The cull cow market continues to remain strong as demand continues for ground beef.
Andrew Griffith, Extension ag economist with the University of Tennessee, says prices were $2 higher last week for cull cows, while bull prices remained steady.
“The slaughter cow and bull market continue to be supported at this time as the demand for lean grinding beef remains strong,” he says in his weekly market outlook.
“The expectation is that prices will begin to soften on these classes of animals as more of these animals make their way to the market from September through November. The encouragement at this time is for producers to move these cattle sooner rather than later to capitalize on a strong salvage value.”
Calf prices remained strong, although Griffith says it is unknown how long prices will remain at their current levels.
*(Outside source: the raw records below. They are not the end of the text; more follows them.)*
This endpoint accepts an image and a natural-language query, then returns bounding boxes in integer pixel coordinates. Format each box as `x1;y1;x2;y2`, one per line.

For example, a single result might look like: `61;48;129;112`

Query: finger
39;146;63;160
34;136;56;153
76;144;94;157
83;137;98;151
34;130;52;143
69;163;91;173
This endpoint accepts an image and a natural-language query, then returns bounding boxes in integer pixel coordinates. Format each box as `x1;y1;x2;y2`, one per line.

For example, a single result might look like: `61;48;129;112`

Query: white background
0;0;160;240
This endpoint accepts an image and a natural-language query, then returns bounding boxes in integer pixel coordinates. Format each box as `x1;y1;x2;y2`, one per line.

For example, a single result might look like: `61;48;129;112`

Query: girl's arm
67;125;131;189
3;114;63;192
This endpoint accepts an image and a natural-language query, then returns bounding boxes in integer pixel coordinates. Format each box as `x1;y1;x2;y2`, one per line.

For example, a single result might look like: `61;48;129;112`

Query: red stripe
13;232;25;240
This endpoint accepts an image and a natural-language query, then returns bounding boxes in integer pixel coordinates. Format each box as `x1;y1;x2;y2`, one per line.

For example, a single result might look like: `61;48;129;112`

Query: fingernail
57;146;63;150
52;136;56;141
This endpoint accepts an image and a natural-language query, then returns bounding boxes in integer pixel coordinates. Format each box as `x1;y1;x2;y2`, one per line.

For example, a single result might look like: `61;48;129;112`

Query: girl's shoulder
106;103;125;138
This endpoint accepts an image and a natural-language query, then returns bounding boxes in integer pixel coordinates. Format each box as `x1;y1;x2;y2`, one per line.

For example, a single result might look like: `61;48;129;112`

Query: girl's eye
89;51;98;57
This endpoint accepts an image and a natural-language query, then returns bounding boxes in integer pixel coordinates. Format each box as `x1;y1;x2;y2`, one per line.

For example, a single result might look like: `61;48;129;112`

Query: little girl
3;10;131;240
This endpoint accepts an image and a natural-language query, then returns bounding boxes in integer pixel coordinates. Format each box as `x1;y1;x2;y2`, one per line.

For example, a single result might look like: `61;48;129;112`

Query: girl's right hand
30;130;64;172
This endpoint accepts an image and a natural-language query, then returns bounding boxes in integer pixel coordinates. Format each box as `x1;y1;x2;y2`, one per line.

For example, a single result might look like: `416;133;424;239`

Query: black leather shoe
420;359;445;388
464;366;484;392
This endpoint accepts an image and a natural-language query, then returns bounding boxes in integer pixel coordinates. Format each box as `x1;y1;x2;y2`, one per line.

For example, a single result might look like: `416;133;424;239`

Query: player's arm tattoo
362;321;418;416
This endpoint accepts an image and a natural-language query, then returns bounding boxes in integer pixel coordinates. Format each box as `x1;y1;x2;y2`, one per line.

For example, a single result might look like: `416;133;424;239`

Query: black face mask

“Seasonal weakness will influence the calf market as a larger quantity of animals come to market,” he says.”
Last week’s USDA Cattle on Feed report for feedlots with a 1,000 head or more capacity indicated cattle and calves on feed as of Aug. 1, 2021, totaled 11.07 million head, down 1.9% compared to a year ago, with the pre-report estimate average expecting a decrease of 1.8%.
July placements in feedlots totaled 1.74 million head, down 8.1% from a year ago with the pre-report estimate average expecting placements down 7.0%. July marketings totaled 1.90 million head, down 4.5% from 2020 with pre-report estimates expecting a 3.6% decrease in marketings. Placements on feed by weight showed cattle under 700 pounds down 14.3%, 700 to 899 pounds down 6.6%, and 900 pounds and over up 3.8%.
“Finished cattle prices are demonstrating strength, but there is a clear difference in the North and the South,” Griffith says. “Prices in the South appear to be much softer than those in the North. This price difference is likely due to supply and expected quality grade.
“Beef prices are strong enough that one could expect fed cattle prices to continue escalating, but there is no guarantee in that thought process as fed cattle prices tend to be soft this time of year. Cattle feeders will be betting on higher prices in the fourth quarter.”